Using the tutorial for analyzing this dataset, I developed this code:

import os
import multiprocessing as mp
from pathlib import Path
from glob import glob

import snapatac2 as snap
import numpy as np

from tqdm import tqdm

snap.__version__

data_dir = os.path.expandvars("$DATA/geniml/datasets/scatlas/fragments")
output_dir = os.path.expandvars("$DATA/geniml/datasets/scatlas/h5ad")

if not os.path.exists(output_dir):
    os.makedirs(output_dir)

fragment_files = glob(os.path.join(data_dir, "*.bed.gz"))

outputs = []
for file in fragment_files:
    new_file = Path(file).name.replace(".bed.gz", ".h5ad")
    output_file = os.path.join(output_dir, new_file)
    outputs.append(output_file)

adatas = snap.pp.import_data(
    fragment_files, 
    file=outputs, 
    chrom_sizes=snap.genome.hg38,
    min_num_fragments=1000, 
)

snap.pp.add_tile_matrix(adatas, bin_size=5000, n_jobs=mp.cpu_count() - 2)
snap.pp.select_features(adatas, n_jobs=mp.cpu_count() - 2)
snap.pp.scrublet(adatas, n_jobs=mp.cpu_count() - 2)
snap.pp.filter_doublets(adatas, n_jobs=mp.cpu_count() - 2)

adataset = snap.AnnDataSet(
    adatas=[(f.filename.split('/')[-1].split('.h5ad')[0], f) for f in adatas],
    filename="data.h5ads"
)

adataset.obs_names = np.array(adataset.obs['sample']) + '+' + np.array(adataset.obs_names)

snap.pp.select_features(adataset, n_features=250000)
snap.tl.spectral(adataset)

# Store tissue types in .obs
adataset.obs['tissue'] = [x.split(':')[0] for x in adataset.obs['sample']]
snap.pp.mnc_correct(adataset, batch="sample", groupby='tissue', key_added='X_spectral')

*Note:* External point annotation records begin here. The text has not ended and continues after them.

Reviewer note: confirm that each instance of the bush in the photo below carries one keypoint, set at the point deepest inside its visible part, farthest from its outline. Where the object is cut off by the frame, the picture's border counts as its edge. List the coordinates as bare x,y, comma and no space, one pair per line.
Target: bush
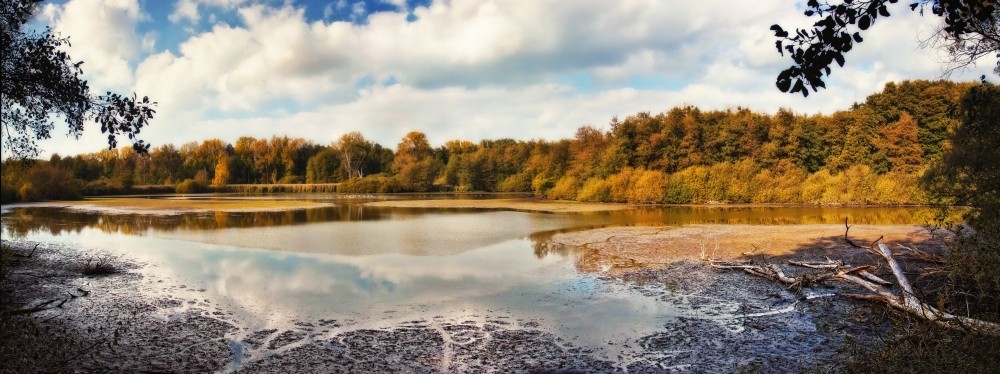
564,189
191,186
292,179
595,189
7,194
49,183
377,184
520,182
647,187
104,186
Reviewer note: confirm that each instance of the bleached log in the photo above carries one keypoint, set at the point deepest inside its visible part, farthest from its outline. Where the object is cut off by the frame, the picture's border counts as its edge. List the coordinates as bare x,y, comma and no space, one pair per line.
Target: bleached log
907,301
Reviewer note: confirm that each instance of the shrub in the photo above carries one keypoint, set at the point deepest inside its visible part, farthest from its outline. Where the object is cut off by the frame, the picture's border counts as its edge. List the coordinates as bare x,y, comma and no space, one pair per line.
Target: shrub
564,189
595,189
292,179
104,186
378,184
648,186
520,182
814,188
541,184
49,183
7,194
191,186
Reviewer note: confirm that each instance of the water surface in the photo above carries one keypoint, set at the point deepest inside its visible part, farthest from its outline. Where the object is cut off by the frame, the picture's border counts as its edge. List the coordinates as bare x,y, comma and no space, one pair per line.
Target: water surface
378,267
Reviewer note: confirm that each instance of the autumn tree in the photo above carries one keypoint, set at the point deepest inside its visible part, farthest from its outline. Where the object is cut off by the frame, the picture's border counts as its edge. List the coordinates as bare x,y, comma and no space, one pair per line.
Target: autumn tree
899,143
353,150
413,164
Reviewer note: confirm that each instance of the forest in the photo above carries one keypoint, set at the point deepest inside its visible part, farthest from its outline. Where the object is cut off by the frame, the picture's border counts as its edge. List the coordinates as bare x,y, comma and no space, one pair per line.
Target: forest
872,153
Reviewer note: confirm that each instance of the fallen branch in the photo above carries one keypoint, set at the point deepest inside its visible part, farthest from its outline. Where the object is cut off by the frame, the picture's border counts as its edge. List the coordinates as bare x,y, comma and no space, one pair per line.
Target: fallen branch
918,254
29,255
906,301
847,228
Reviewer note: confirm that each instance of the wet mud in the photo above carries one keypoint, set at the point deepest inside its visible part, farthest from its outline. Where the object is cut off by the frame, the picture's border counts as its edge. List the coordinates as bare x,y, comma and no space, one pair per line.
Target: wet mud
726,322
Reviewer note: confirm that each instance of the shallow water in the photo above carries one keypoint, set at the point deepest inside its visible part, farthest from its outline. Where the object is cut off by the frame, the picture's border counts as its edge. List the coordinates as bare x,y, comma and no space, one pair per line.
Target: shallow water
382,267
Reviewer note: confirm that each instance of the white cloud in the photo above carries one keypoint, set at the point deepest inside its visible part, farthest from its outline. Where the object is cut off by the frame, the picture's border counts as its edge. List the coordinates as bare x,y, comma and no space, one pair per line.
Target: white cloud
102,34
478,69
189,9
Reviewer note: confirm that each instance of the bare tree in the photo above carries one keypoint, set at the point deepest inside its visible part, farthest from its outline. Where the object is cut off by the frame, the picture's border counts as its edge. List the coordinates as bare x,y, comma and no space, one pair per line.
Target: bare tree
353,150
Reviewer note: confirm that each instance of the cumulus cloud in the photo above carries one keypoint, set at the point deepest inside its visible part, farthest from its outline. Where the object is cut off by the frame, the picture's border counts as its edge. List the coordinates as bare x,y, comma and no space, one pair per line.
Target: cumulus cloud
102,34
189,9
478,69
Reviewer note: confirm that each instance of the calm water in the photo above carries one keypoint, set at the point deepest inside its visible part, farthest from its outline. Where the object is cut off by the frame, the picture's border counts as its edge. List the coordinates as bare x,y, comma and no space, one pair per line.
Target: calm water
383,266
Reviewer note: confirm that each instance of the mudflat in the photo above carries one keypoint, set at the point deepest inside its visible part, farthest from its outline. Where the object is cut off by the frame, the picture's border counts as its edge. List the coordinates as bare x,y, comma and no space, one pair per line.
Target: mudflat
524,205
617,251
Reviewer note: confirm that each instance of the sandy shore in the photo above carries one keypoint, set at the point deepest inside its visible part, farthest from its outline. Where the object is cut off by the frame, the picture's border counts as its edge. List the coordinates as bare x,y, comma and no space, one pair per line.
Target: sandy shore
620,250
525,205
174,328
138,205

Everything runs nicely, but the snap.pp.scrublet snippet predicts it won't finish for another 20 hours, which is quite long. Was wondering if there was something I was doing wrong - how important is the n_jobs param? I'm working with 40 cores + 64G RAM.

Any help is appreciated! Thank you.

kaizhang commented 5 months ago

Firstly, the predicted total run time may not be accurate as their are many parallel jobs. Secondly, I do not recommend setting the n_job too high as each job is created as an independent system level thread, which is expensive. Inside each job we have implemented data level parallelism so using the default value of n_jobs (8) may already max out the CPU. You can monitor the cpu usage to confirm this. Thirdly, you can run scrublet on a single file to get an estimate of overall runtime. If the run time of a single file is too high (>10min), then there may be a problem.

nleroy917 commented 5 months ago

@kaizhang got it. thank you. I'll try some of these suggestions

nleroy917 commented 5 months ago

@kaizhang Follow up question to this... Once the AnnDataSet is created, does that represent an merged/unified AnnData object? That is, one matrix with one peak set representing all 650K cells?

I'm referring specifically to after batch correction:

# Store tissue types in .obs
adataset.obs['tissue'] = [x.split(':')[0] for x in adataset.obs['sample']]
snap.pp.mnc_correct(adataset, batch="sample", groupby='tissue', key_added='X_spectral')

Is it possible to export the final matrix as one singular h5ad file?

kaizhang commented 5 months ago

Yes, you can convert AnnDataSet to AnnData using dataset.to_adata(). Read more here: https://kzhang.org/epigenomics-analysis/anndata.html. Note "to_adata()" does not copy obsm, obs, etc from the underlying AnnData objects. To do this, you need to manually copy those to dataset first, for example: dataset.obsm['test'] = dataset.adatas.obsm['test'].

nleroy917 commented 4 months ago

An update: Bumping the ram up to ~100G seemed to help things a lot. not sure if its a system-specfic issue, but I was able to get through the tutorial without much issue, with the exception of batch correction:

This chunk gave me a bit of trouble:

# Store tissue types in .obs
adataset.obs['tissue'] = [x.split(':')[0] for x in adataset.obs['sample']]
snap.pp.mnc_correct(adataset, batch="sample", groupby='tissue', key_added='X_spectral')

It hangs indefinitely, and my job ran out before I was able to see how long it went. What would it take for there to be a progress bar for this function?